Write a shopping list and stick to it - this aims to banish your bad eating habits and stops you from giving into your cravings. Also, never shop when you're hungry, as this is a fatal error that inevitably leads you to stuffing your shopping trolley full of junk!

5. Eat protein with complex carbohydrates

Combining these food groups in the correct proportions will ensure you receive a steady flow of energy, as the body converts foods relatively slowly into glucose. You can then avoid triggering insulin production therefore minimising the potential for your body to store food as fat.

6. Use the 80:20 approach

It would take a superhuman to follow a perfectly healthy diet all of the time and it's absolutely acceptable to 'stray' every now and then. Try to keep up your good habits at least 80 per cent of the time, allowing you to stray for 20 per cent. This approach allows you the flexibility to enjoy life without being too restrictive, but still helps you to adopt healthy habits for the majority of the time.

7. Add some exercise

Like it or not, exercise and a healthy diet do need to go hand-in-hand if you want to get results.

As a minimum you should be aiming for 30-minutes of exercise three times a week.

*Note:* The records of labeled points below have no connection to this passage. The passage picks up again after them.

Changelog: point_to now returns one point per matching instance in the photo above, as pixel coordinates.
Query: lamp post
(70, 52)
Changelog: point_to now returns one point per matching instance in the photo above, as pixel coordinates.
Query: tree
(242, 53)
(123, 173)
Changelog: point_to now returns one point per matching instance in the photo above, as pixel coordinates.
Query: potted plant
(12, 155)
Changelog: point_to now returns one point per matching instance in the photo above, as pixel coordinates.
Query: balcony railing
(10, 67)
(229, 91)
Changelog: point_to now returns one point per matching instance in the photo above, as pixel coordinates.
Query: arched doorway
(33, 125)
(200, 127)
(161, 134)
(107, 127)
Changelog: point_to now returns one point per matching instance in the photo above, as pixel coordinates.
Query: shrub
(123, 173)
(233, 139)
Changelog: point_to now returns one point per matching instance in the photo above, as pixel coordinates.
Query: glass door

But remember cleaning the car, the house or even the dog can contribute to your daily quota; if it makes you slightly out of breath and sweaty - you are working your heart and lungs.

8. Make time to eat

If you allow the time to savor and enjoy your meal it's not only more beneficial to your digestive health, but it will also allow your body the time to recognise that it's full. It takes around 20 minutes of eating before the body begins to feel signs of satiety, so make sure you take the time at every meal.

9. Avoid eating late at night

Many people have an 'end-of-day load' approach to their food intake, sometimes eating a large evening meal at 9pm, having eaten very sparingly throughout the day. Effectively they have starved themselves during their period of maximum activity and when they get home they are extremely hungry and eat a very large meal before going to bed.

10. Avoid sugar

Where possible try to avoid sugary foods. The best way to reduce your sugar intake is to do so gradually, weaning yourself off so that your cravings subside. By taking simple steps and being vigilant about ingredients, you'll see the benefits in no time.